I have put these lines into file "settings.py" of the
website/project (not the app), but it does not seem to have
any effect (after restarting the development server):
DATETIME_FORMAT = 'Y-m-d H:i:sO'
DATE_FORMAT = 'Y-m-d'
As an example "June 29, 2009, 7:30 p.m." is displayed when
using Django admin site.
Django version is 1.0.2 final and Python version is 2.6.2
(64 bit). Platform: Windows XP 64 bit.
Stack Overflow question European date input in Django Admin seems to be about the exact opposite problem (and thus an apparent
contradiction).
The full path to file "settings.py" is
"D:\dproj\MSQall\website\GoogleCodeHost\settings.py". I now
start the development server this way (in a Windows command
line window):
cd D:\dproj\MSQall\website\GoogleCodeHost
set DJANGO_SETTINGS_MODULE=GoogleCodeHost.settings
python manage.py runserver 6800
There is no difference. Besides these are positively read
from file "settings.py":
DATABASE_NAME
INSTALLED_APPS
TEMPLATE_DIRS
MIDDLEWARE_CLASSES
"django-admin.py startproject XYZ" does not create file
"settings.py" containing DATETIME_FORMAT or DATE_FORMAT.

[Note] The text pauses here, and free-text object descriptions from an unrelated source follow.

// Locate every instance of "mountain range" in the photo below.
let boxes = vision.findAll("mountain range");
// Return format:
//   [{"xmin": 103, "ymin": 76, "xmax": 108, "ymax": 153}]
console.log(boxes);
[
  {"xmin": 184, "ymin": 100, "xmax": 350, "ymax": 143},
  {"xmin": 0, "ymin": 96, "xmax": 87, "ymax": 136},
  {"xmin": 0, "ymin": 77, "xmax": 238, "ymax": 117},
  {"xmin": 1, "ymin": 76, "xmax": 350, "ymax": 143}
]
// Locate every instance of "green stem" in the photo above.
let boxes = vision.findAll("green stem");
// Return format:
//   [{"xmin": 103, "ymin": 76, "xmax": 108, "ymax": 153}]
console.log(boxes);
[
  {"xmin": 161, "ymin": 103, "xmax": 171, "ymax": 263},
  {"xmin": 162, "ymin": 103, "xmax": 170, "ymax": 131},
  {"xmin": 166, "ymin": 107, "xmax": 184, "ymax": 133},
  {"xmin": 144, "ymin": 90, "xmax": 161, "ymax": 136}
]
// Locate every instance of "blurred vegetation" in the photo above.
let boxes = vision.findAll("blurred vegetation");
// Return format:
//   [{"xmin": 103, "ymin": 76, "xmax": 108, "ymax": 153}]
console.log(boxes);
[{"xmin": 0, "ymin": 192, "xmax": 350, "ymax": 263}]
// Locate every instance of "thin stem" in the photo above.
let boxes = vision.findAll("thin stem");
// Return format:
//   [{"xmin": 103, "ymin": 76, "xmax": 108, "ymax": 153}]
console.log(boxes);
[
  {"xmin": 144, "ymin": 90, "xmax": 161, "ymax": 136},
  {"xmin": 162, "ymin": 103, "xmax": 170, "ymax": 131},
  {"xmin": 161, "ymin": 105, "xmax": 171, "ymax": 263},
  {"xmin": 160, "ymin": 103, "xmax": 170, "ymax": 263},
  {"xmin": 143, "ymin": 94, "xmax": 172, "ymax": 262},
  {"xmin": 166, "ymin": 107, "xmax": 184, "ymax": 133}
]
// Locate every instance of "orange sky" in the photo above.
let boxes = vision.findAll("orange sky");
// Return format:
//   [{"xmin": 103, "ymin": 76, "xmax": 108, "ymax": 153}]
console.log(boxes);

Perhaps there is a reason for that?
The sequence "d:", "cd D:\dproj\MSQall\website\GoogleCodeHost",
"python manage.py
shell", "from django.conf import settings",
"settings.DATE_FORMAT", "settings.DATETIME_FORMAT" outputs
(as expected):
'Y-m-d H:i:sO'
'Y-m-d'
So the content of file "settings.py" is being read, but does
not take effect in the Django Admin interface.
With:
USE_L10N = False
DATE_TIME takes effect, since the localization of l10n overrides DATETIME_FORMAT and DATE_FORMAT as documented at: https://docs.djangoproject.com/en/1.9/ref/settings/#date-format
As Ciro Santilli told, localization format overrides DATETIME_FORMAT in settings when USE_L10N = True. But you can still override DATETIME_FORMAT and other date/time formats by creating custom format files as described in Django documentation.
See detailed answer here.
You can override DATE_FORMAT, DATETIME_FORMAT, TIME_FORMAT and other date/time formats when USE_L10N = True by creating custom format files as described in Django documentation.
In summary:
Set FORMAT_MODULE_PATH = 'yourproject.formats' in settings.py
Create directory structure yourproject/formats/en (replacing en with the corresponding ISO 639-1 locale code if you are using other locale than English) and add __init__.py files to all directories to make it a valid Python module
Add formats.py to the leaf directory, containing the format definitions you want to override, e.g. DATE_FORMAT = 'j. F Y'.
Example from an actual project here.
This will solve the particular problem that is not possible
with DATETIME_FORMAT (as it is ignored in the current Django
implementations despite the documentation), is dirty too and
is similar to ayaz's answer (less global - will only affect
the admin site list view):
Right after the line
(date_format, datetime_format,time_format) = get_date_formats()
in file (Django is usually in folder Lib/site-packages in
the Python installation)
django/contrib/admin/templatetags/admin_list.py
overwrite the value of datetime_format (for a
models.DateTimeField in the model):
datetime_format = 'Y-m-d H:i:sO'
And for date-only fields:
date_format = 'Y-m-d'
Restart of the web-server (e.g. development server) or
logging out of the admin interface is NOT necessary for
this change to take effect. A simple refresh in the web-browser
is all what is required.
The two setting directives should be defined in settings.py. Could you ensure that the same settings.py that you are editing is being read when you start the development server?
You could always drop to the Python interactive shell by running python manage.py shell, and run these commands to ensure whether the date/time format values are getting through fine:
from django.conf import settings
settings.DATE_FORMAT
settings.DATETIME_FORMAT
Ok, I forgot to look it up, but ticket #2203 deals with this. Unfortunately, the ticket remains in pending state.
I remember that for a project that used a certain trunk revision of the 0.97 branch of Django, I worked around that by overwriting the date_format and datetime_format values in the get_date_formats() function inside django/utils/translation/trans_real.py. It was dirty, but I had already been using a custom Django of sorts for that project, so didn't see anything going wrong in hacking it trifle more.